Seventeen years later, Weller would stroll along those same riverbanks. In 1998, he issued Modern Classics, a best-of compilation of his solo work, including with it a new single, “A Brand New Start,” an ironic title given its rearward-glancing b-side. “The Riverbank” is a curiosity: neither a remake nor a wholesale rewrite, it sounds like a spirit cousin to the original song, the new, affiliated title suggesting a relative once-removed. There are certainly family resemblances: “The Riverbank” emerges in a slow up-fade as does the ‘81 song; the moody and atmospheric arrangements, cast by trippy guitars, sitar, and feedback, are similar; the songs are only a couple seconds apart in length.
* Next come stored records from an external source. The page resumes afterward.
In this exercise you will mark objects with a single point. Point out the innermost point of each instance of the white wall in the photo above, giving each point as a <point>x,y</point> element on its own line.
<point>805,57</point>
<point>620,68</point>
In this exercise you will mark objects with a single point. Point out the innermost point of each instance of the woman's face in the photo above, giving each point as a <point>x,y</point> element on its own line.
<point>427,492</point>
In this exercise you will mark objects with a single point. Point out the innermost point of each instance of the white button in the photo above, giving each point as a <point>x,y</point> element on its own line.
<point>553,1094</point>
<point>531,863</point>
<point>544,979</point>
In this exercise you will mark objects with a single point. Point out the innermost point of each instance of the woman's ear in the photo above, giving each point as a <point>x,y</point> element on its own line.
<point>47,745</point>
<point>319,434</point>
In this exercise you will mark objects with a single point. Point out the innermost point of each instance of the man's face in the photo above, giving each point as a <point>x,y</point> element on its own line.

So why did Weller revisit the tune? To redress the wrong of relegating a personal favorite to a B-side? Like many artists with long, sustained careers, he has been known to pick his old songs up off the floor and see if they still fit; he’s performed onstage and recorded in the studio countless songs from his Jam, Style Council, and solo catalogues in differing arrangements and with competing intentions. (As I wrote about here, his 2018 live version of 1980’s “Boy About Town” was revelatory.) Weller occasionally approached the same song from different angles during his eclectic Style Council years—the journey from acoustic version to big-band arrangement of “Headstart For Happiness” was especially audacious—but he rarely retitled a song of his, that gesture alone indicating that there’s something distinct about “The Riverbank.”
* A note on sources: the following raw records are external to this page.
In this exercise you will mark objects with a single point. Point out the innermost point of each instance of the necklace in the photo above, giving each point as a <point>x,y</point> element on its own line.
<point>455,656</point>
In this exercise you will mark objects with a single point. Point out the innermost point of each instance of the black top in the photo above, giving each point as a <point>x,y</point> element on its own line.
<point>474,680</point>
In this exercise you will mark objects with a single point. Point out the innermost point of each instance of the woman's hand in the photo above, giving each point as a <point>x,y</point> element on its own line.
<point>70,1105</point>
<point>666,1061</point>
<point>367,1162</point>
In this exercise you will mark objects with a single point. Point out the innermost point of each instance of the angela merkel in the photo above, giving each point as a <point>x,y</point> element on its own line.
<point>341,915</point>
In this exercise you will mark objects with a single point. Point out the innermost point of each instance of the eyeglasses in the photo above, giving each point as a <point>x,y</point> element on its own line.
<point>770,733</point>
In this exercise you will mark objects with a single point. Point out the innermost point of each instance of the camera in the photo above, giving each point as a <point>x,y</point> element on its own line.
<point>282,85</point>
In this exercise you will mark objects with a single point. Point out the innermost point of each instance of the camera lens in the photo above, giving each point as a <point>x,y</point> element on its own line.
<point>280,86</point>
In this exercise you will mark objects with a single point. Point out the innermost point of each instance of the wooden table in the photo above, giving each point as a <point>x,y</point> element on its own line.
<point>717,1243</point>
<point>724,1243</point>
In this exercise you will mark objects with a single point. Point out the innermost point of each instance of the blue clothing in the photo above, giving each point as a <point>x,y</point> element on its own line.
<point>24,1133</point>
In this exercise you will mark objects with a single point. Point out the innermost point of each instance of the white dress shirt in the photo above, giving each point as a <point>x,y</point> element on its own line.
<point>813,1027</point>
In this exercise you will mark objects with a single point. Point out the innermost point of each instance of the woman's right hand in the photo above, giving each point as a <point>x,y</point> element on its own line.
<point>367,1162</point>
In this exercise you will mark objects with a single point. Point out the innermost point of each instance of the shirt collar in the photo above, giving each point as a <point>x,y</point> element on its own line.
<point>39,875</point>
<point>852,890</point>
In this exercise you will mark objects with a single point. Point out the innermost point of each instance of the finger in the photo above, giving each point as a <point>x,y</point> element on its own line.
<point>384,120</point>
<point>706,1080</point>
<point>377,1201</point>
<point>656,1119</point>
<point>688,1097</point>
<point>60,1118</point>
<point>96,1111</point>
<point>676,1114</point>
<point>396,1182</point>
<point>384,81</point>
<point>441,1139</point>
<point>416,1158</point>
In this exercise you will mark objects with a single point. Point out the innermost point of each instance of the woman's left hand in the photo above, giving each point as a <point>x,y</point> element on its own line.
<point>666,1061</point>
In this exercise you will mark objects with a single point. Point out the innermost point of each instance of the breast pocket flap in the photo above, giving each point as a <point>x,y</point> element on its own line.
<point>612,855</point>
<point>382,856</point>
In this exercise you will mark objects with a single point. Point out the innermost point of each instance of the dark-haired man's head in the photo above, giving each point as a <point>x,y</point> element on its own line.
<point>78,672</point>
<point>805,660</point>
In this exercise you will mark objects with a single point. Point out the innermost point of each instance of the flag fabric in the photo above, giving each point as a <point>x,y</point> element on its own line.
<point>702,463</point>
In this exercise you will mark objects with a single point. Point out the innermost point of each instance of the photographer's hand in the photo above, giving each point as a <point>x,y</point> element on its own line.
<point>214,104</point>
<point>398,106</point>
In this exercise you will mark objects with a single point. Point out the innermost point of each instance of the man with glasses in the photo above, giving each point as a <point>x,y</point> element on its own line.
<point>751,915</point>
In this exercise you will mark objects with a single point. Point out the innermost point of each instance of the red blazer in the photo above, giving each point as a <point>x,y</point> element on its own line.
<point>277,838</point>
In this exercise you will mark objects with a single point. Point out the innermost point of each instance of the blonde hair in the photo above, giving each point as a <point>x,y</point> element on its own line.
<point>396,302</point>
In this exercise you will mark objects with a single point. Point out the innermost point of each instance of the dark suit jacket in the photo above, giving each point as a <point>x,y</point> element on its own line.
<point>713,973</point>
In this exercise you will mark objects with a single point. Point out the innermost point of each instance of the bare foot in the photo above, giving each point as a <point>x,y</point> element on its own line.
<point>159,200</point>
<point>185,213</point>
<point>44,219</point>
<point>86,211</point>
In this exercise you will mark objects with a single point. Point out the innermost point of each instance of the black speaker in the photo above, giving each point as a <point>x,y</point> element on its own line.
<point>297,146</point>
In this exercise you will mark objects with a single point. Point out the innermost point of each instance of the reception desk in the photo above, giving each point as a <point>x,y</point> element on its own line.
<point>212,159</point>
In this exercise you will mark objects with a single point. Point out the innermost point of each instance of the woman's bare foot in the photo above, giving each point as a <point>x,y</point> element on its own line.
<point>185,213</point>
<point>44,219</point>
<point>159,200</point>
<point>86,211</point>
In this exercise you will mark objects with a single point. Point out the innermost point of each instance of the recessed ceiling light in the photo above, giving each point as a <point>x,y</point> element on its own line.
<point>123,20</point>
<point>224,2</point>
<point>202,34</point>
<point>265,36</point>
The differences between the ‘81 and ‘98 recordings are subtle: Bruce Foxton’s memorable bass-line, the strong undertow in the original song, is gone in “The Riverbank” (though it’s impossible for me not to hum it anyway when I listen); Weller’s vocal a decade and-a-half down the line is more wistful, and gentler. In the last line of the opening verse the singer now wishes to spread “joy and love” in the listener’s heart rather than simply “hope,” and in the final line of the second verse Weller jettisons the “too many to the pound” lament about vanishing green spaces for the more expansive, and sentimental, “place of hope and of endless times.”
The chorus differs slightly, but intriguingly, the original’s
True, it’s a dream mixed with nostalgia
But it’s a dream that I’ll always hang on to, that I’ll always run to
Won’t you join me by the riverbank?
replaced with
The truest of dreams, I live and I wonder
But it’s the scene that I’ll always hang onto, that I’ll always run to
Join me by the riverbank?
In the ‘81 version the singer acknowledges that the bittersweet sentiment he sings about is part dream, part nostalgia—that is, it’s all lost. In the '98 version the tone’s less rueful to my ears, as the dream is now “the truest” of visions, casting a spell and inspiring wonder. Coupled with Weller singing the title phrase in a gently ascending melody against the ‘81 version’s descending melody, the mood in “The Riverbank” is one suffused with gratitude. It’s a warm invitation, now. Generous too is the bridge, which in the ‘81 version is spooky and positively Welleresque in its grumpiness: because life’s “too cynical,” we lose “our innocence” and “our very soul.” Seventeen years later he sings:
A magical leaving when it’s time to believe in
The magic between us, the magic of innocence
I might be hearing Measured for leaving in that first line—I can’t find the lyrics online anywhere—but the adult wisdom in the words that follow rings loud and clear. Weller was nearing the age of 40 when he wrote “The Riverbank,” an already-long career and a personal life of ups and downs behind him, and maybe he was taking stock in the value of cynicism—the language of his twenties—and questioning its shelf life. Or maybe the further he gets away from childhood days spent in the countryside along quietly streaming rivers the more he cherishes the memory and no longer feels that he must apologize for its romanticism. It's time to believe.
Listen to “Tales From The Riverbank” and “The Riverbank” back to back and the impression is of waking from a vivid dream, the particulars of which are already fleeing from memory in the moments of rousing. That was wild, the dreamer thinks, the same song but also different somehow, and he chases its wind-blown remnants the rest of the long day.